What then stopped inflation from continuing forever? If inflation created space as well as photons, each step of the chain reaction created not only a unit of light but also a unit of space. Adding space increased the wavelength of light, diluting its energy, so cosmic background radiation that was white-hot at the dawn of time is now cold. The photon chain reaction grew exponentially but a hypersphere surface grows as a cubic function and a cubic growth will overpower exponential growth if the resolution is quick (Figure 2.12) as by the evidence inflation was. This then avoids the miracle of a massive anti-gravity field disappearing forever.

That the physical world is a virtual reality makes this theory possible, as a virtual reality can be created from nothing in itself, it can initially boot-up very small and it can be contained in a virtual space that expands. In science, one assumption followed by logic is simpler than three different ones followed by logic.

Little rip theory is that the first event created one photon in one volume of space that started the faster-than-light chain reaction that physics calls inflation but space expanded at each step to cause the chain reaction to stop, but not before it made our finite universe. Space then continued to expand to reduce the energy to levels suitable for life. It follows that the expansion of space isn’t just an oddity of physics as without it, life couldn’t have evolved. It also follows that the creation of our universe was a once only event that hasn’t repeated since (J. B. Davies, 1979). Galaxies have come and gone but since inflation, the quantum processing that generates the universe has remained constant.

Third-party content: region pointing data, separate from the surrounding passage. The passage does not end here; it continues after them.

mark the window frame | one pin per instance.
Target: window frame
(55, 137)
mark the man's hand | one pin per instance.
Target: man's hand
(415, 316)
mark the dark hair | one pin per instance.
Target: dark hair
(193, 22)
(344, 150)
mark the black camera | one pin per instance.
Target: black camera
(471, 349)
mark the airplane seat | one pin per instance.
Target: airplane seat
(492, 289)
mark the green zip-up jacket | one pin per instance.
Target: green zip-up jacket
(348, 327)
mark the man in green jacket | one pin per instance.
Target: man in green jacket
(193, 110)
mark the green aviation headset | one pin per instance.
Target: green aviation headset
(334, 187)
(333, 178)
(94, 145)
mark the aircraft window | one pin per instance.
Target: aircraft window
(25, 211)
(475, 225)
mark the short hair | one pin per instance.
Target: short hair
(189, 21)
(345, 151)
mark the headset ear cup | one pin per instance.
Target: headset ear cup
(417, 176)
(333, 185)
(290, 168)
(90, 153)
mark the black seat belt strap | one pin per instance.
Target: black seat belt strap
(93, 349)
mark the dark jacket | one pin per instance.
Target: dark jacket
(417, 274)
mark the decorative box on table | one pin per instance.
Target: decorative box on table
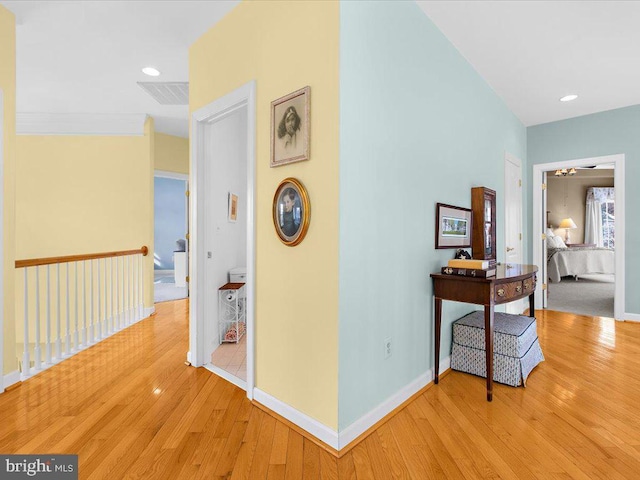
(516, 350)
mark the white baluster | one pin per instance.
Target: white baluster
(118, 290)
(99, 322)
(84, 303)
(135, 289)
(48, 326)
(142, 285)
(92, 332)
(37, 352)
(26, 362)
(76, 339)
(105, 326)
(68, 336)
(58, 329)
(129, 319)
(111, 322)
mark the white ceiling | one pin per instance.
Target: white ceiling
(534, 52)
(86, 56)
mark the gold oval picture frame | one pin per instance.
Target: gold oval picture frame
(291, 211)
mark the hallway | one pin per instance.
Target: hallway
(130, 408)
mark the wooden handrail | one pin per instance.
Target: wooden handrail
(78, 258)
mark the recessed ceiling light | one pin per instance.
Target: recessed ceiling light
(152, 72)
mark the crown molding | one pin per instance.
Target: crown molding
(80, 124)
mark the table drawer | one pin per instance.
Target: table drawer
(529, 285)
(506, 291)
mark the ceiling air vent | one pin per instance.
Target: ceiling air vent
(167, 93)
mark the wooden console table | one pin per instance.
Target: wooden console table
(511, 282)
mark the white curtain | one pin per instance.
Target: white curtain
(596, 196)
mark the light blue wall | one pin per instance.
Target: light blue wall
(417, 126)
(606, 133)
(170, 219)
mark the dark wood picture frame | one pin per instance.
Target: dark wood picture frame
(453, 226)
(483, 204)
(290, 139)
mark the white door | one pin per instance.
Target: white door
(513, 218)
(542, 268)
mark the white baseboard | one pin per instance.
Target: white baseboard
(315, 428)
(364, 423)
(339, 440)
(631, 317)
(227, 376)
(10, 379)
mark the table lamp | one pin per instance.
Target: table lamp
(567, 223)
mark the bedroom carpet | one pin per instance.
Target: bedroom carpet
(590, 295)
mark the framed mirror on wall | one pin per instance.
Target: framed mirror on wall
(483, 206)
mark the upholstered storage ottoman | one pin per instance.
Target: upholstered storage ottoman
(516, 350)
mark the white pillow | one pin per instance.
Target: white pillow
(551, 241)
(559, 242)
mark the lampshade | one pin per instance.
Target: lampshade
(567, 223)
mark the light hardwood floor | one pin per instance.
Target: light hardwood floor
(131, 409)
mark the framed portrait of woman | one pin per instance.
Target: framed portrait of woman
(290, 128)
(291, 211)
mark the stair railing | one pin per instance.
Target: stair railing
(103, 293)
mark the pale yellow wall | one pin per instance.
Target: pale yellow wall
(285, 46)
(85, 194)
(566, 197)
(172, 153)
(8, 86)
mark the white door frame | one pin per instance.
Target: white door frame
(514, 307)
(1, 241)
(537, 228)
(243, 97)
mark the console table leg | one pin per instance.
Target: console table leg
(532, 305)
(488, 337)
(438, 321)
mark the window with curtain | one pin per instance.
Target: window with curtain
(600, 217)
(607, 211)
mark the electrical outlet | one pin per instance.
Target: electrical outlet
(387, 348)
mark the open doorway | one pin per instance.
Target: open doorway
(222, 220)
(170, 231)
(579, 217)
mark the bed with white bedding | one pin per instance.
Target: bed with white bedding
(576, 261)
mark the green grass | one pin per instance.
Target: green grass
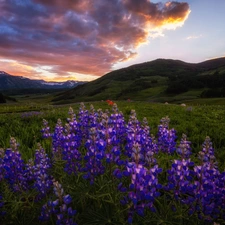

In conclusion, the “big bang” wasn’t big, at first anyway, nor was it a “bang”, as before the first event there was no space to expand into. It was a little rip in the fabric of reality that cascaded to create the quantum processing of our universe until the expansion of space “healed” it. The real miracle is that not only did a primal reality create everything we see today as a virtual reality but that continues to do so today. The creation of our universe is an ongoing process not a one-shot event that happened long ago.